Friday, November 11, 2016

Daniel 8: Horns Aplenty

In Daniel's second vision, recounted in chapter 8, he sees a couple of animals with very interesting horn patterns - each representing something specific in addition to the regular symbolism of horns to indicate power.

First there is a ram with two long horns.  "Both horns were long, but one was longer than the other, and the longer one came up second" (vs. 3).  The angel Gabriel later interprets this part of the vision for Daniel.  "As for the ram that you saw with the two horns, these are the kings of Media and Persia" (vs. 20).  The Medo-Persian empire would arise after Belshazzar's death.

The ram is not alone, however.  It has an adversary - a goat.  The goat charges at the ram from the west and breaks its two horns and tramples upon it.  The goat is victorious, but its triumph is short-lived.  This goat has one great horn which, at the  height of its power, is broken.  This great horn seems to indicate Alexander the Great, whom Gabriel calls "the first king of Greece" (vs. 21).

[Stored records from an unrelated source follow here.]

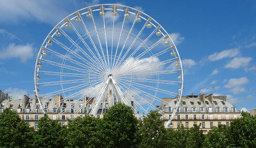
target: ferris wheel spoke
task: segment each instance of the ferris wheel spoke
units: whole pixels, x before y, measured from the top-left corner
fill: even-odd
[[[96,68],[95,68],[94,67],[88,67],[87,65],[85,65],[83,64],[81,64],[81,63],[80,63],[80,62],[78,62],[78,61],[76,61],[75,60],[73,60],[73,59],[71,59],[69,57],[65,56],[64,55],[62,55],[62,54],[59,54],[59,53],[58,53],[57,52],[55,52],[55,51],[51,50],[49,48],[47,48],[47,51],[48,51],[49,52],[50,52],[50,53],[51,53],[51,54],[54,54],[54,55],[55,55],[55,56],[56,56],[57,57],[60,57],[60,58],[62,58],[63,59],[65,59],[65,60],[68,60],[68,61],[69,61],[69,62],[72,62],[73,64],[75,64],[75,65],[76,65],[78,66],[80,66],[80,67],[81,67],[83,68],[85,68],[85,69],[89,70],[89,69],[92,68],[92,69],[93,69],[93,70],[94,70],[96,71],[97,71],[98,72],[100,72],[100,73],[102,72],[99,71],[99,70],[101,70],[101,68],[99,67],[96,67]],[[94,66],[95,66],[95,65],[94,65]]]
[[[134,44],[134,43],[136,43],[136,41],[137,41],[137,39],[139,38],[139,36],[141,35],[141,33],[143,31],[144,29],[145,28],[146,26],[147,25],[147,22],[144,23],[144,25],[143,25],[142,28],[141,29],[140,31],[139,32],[139,33],[137,35],[137,36],[136,36],[136,38],[134,38],[134,39],[133,39],[133,43],[131,44],[131,45],[130,46],[129,48],[127,49],[126,52],[125,52],[125,54],[124,54],[124,56],[123,56],[123,57],[121,59],[120,62],[119,62],[119,64],[117,65],[117,67],[118,67],[120,66],[120,65],[122,63],[122,62],[124,60],[125,58],[126,57],[126,56],[127,56],[128,53],[129,52],[129,51],[130,51],[130,49],[131,49],[131,47],[133,46],[133,45]],[[141,49],[141,47],[142,46],[143,46],[143,45],[144,45],[144,44],[149,40],[149,39],[150,38],[152,37],[152,36],[155,33],[156,31],[156,29],[155,29],[147,37],[146,39],[145,39],[142,43],[141,43],[140,44],[140,45],[130,55],[130,56],[126,59],[129,59],[131,57],[133,57],[137,52],[138,51]]]
[[[102,54],[103,59],[104,59],[105,64],[107,66],[107,61],[106,61],[106,59],[105,59],[105,54],[104,54],[104,52],[103,51],[102,46],[101,45],[101,39],[100,39],[99,36],[99,33],[98,33],[98,31],[97,31],[96,25],[95,24],[94,18],[93,18],[93,13],[91,12],[91,18],[93,20],[93,25],[94,25],[94,30],[95,30],[95,32],[96,33],[97,38],[97,40],[98,40],[99,47],[100,47],[101,50],[101,53]]]
[[[134,86],[134,87],[135,87],[135,86],[139,87],[139,88],[143,88],[143,89],[146,89],[151,90],[151,91],[157,91],[157,92],[161,92],[162,94],[168,94],[168,95],[173,95],[174,96],[176,96],[177,95],[177,93],[175,93],[175,92],[166,91],[166,90],[160,89],[160,88],[154,88],[152,86],[142,84],[136,83],[136,82],[134,82],[134,81],[130,81],[127,80],[120,79],[119,80],[122,80],[123,81],[130,82],[131,83],[130,83],[130,85],[133,86]]]
[[[128,8],[128,7],[126,7],[126,9],[127,9],[127,8]],[[123,25],[124,25],[124,24],[125,24],[125,17],[123,17],[123,23],[122,23],[122,24],[121,30],[120,30],[120,35],[119,35],[118,41],[117,42],[117,49],[115,49],[115,57],[114,57],[114,61],[113,61],[113,65],[112,65],[112,67],[111,70],[113,70],[114,65],[114,64],[115,64],[115,57],[117,57],[117,51],[118,51],[118,47],[119,47],[119,44],[120,44],[120,39],[121,39],[121,36],[122,36],[122,31],[123,31]]]
[[[75,28],[74,28],[74,30],[75,30]],[[88,58],[93,63],[91,63],[88,60],[87,60],[87,62],[89,62],[89,64],[98,64],[97,62],[95,62],[94,60],[93,60],[90,56],[89,56],[84,50],[83,50],[83,49],[81,49],[81,47],[78,44],[76,44],[76,43],[63,30],[61,29],[60,31],[63,33],[65,37],[66,37],[66,38],[68,39],[68,40],[71,43],[72,43],[72,44],[74,46],[75,46],[86,57],[86,58]]]
[[[155,107],[153,105],[152,103],[150,103],[149,101],[147,101],[146,99],[145,99],[144,98],[142,97],[141,96],[139,96],[138,92],[136,92],[136,91],[133,91],[132,89],[130,89],[129,88],[128,88],[126,86],[123,85],[122,84],[122,86],[123,86],[123,87],[125,87],[127,90],[129,90],[130,92],[127,92],[127,93],[129,94],[135,94],[136,96],[138,96],[139,99],[142,100],[144,102],[146,103],[147,105],[149,105],[149,107],[152,107],[153,109]],[[134,101],[138,105],[140,108],[141,109],[142,109],[142,110],[144,110],[147,113],[147,110],[146,110],[143,107],[142,107],[142,105],[138,103],[138,101],[136,99],[133,99],[133,101]]]
[[[97,80],[100,78],[101,77],[99,76],[97,78]],[[91,79],[93,79],[93,78]],[[83,83],[83,82],[88,82],[88,79],[86,78],[83,78],[83,79],[77,79],[77,80],[66,80],[66,81],[43,82],[43,83],[38,83],[38,84],[40,86],[50,86],[50,85],[59,85],[59,84],[67,84]]]
[[[96,83],[97,83],[97,82]],[[62,92],[64,93],[64,92],[71,91],[73,91],[73,90],[75,90],[75,89],[79,89],[79,88],[87,87],[88,86],[91,86],[91,84],[90,82],[88,82],[88,83],[86,83],[78,84],[78,85],[69,87],[69,88],[65,88],[65,89],[61,89],[61,90],[54,91],[54,92],[49,92],[49,93],[47,93],[47,94],[44,94],[41,95],[40,96],[47,97],[51,96],[52,95],[55,95],[56,94],[60,94]]]
[[[134,80],[135,81],[138,82],[144,82],[144,83],[159,83],[159,84],[178,84],[180,82],[176,81],[168,81],[168,80],[154,80],[154,79],[147,79],[147,78],[131,78],[131,77],[122,77],[119,78],[120,79],[131,79],[132,80]]]
[[[114,18],[114,20],[115,20],[115,18]],[[107,48],[107,33],[106,33],[106,31],[105,31],[105,15],[103,15],[103,26],[104,27],[105,44],[105,49],[106,49],[106,51],[107,51],[107,65],[108,65],[108,68],[109,68],[108,70],[109,70],[109,72],[110,72],[110,67],[109,65],[109,49]],[[113,32],[113,33],[114,33],[114,32]]]
[[[96,64],[98,65],[99,66],[99,67],[102,67],[105,68],[104,70],[107,70],[107,69],[105,68],[105,67],[104,65],[102,65],[102,63],[101,62],[98,58],[97,57],[96,57],[95,54],[93,54],[93,51],[91,51],[91,48],[89,47],[89,46],[87,44],[87,43],[85,41],[85,40],[83,39],[83,38],[82,38],[82,36],[81,36],[80,34],[78,33],[78,31],[77,31],[77,30],[76,29],[76,28],[75,27],[75,26],[73,25],[73,23],[70,22],[70,24],[72,25],[72,28],[74,30],[74,31],[76,33],[76,35],[78,36],[79,39],[82,41],[82,43],[83,43],[83,44],[85,45],[85,46],[87,48],[87,49],[89,51],[89,52],[91,53],[91,54],[93,56],[93,57],[94,58],[94,60],[97,61],[99,62],[99,64],[101,64],[101,65],[99,65],[98,64],[97,62],[93,62],[94,60],[91,58],[91,57],[82,49],[81,49],[81,51],[80,51],[85,56],[87,55],[87,57],[89,57],[89,59],[91,60],[91,61],[92,61],[93,63],[95,63]]]
[[[83,28],[85,28],[85,31],[86,31],[87,35],[88,36],[88,37],[89,37],[89,39],[90,39],[90,41],[91,41],[91,44],[93,44],[93,47],[94,48],[94,50],[95,50],[95,51],[96,52],[97,55],[98,56],[98,57],[99,57],[99,60],[98,60],[98,62],[99,62],[99,63],[101,63],[101,65],[102,66],[102,67],[104,67],[104,68],[105,68],[105,70],[106,70],[106,71],[107,71],[107,67],[106,67],[106,65],[105,65],[105,64],[104,64],[104,62],[103,62],[103,59],[102,59],[102,58],[101,57],[101,54],[99,54],[99,51],[97,50],[97,48],[96,46],[95,45],[95,43],[94,43],[94,42],[93,41],[93,38],[91,38],[91,33],[89,32],[88,30],[87,29],[87,27],[86,27],[86,26],[85,25],[85,22],[83,21],[83,18],[82,18],[82,17],[81,17],[81,22],[82,22],[82,23],[83,23]],[[93,52],[92,51],[91,51],[91,54],[92,54],[92,55],[94,55],[94,56],[95,57],[96,57],[96,55],[93,53]],[[96,59],[97,60],[97,58],[96,58]]]
[[[133,21],[133,25],[131,25],[131,28],[130,28],[130,31],[129,31],[129,33],[128,33],[128,35],[127,35],[127,37],[126,37],[126,38],[125,39],[125,43],[124,43],[124,44],[123,44],[123,47],[122,47],[122,49],[121,49],[121,51],[120,51],[120,54],[119,54],[118,57],[117,58],[117,61],[116,61],[116,62],[115,62],[115,65],[114,65],[114,67],[115,67],[115,65],[118,64],[118,61],[119,61],[119,59],[120,59],[120,57],[121,57],[121,55],[122,55],[122,53],[123,53],[123,49],[125,49],[125,46],[126,46],[126,43],[127,43],[128,39],[129,39],[130,35],[131,35],[131,31],[133,30],[133,27],[134,27],[135,22],[136,22],[136,17],[135,17],[135,18],[134,18],[134,21]]]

In place of the broken great horn, four little horns emerge.  This fits with the Hellenistic period of 323 B.C. until the dominance of Rome.  Following Alexander the Great's untimely death at a young age, his kingdom was divided into four pieces, each ruled by someone less powerful than the first king.  Daniel also sees "a little horn" come out of one of them, and then become exceedingly powerful.  Most biblical scholars equate this little horn with a man named Antiochus Epiphanes, who was a persecutor of the Jews and a desecrator of the Temple in the centuries leading up to the birth of Jesus.  The festival of Hanukkah and the story of the Maccabees flow from this period.

Antiochus Epiphanes was loathed by the Jews of his day.  In many ways, the "little horn" became the archetype of the antichrist, the kind of person who will blaspheme the Lord and look to be worshiped in God's place.  He certainly fits the bill as someone opposed to God.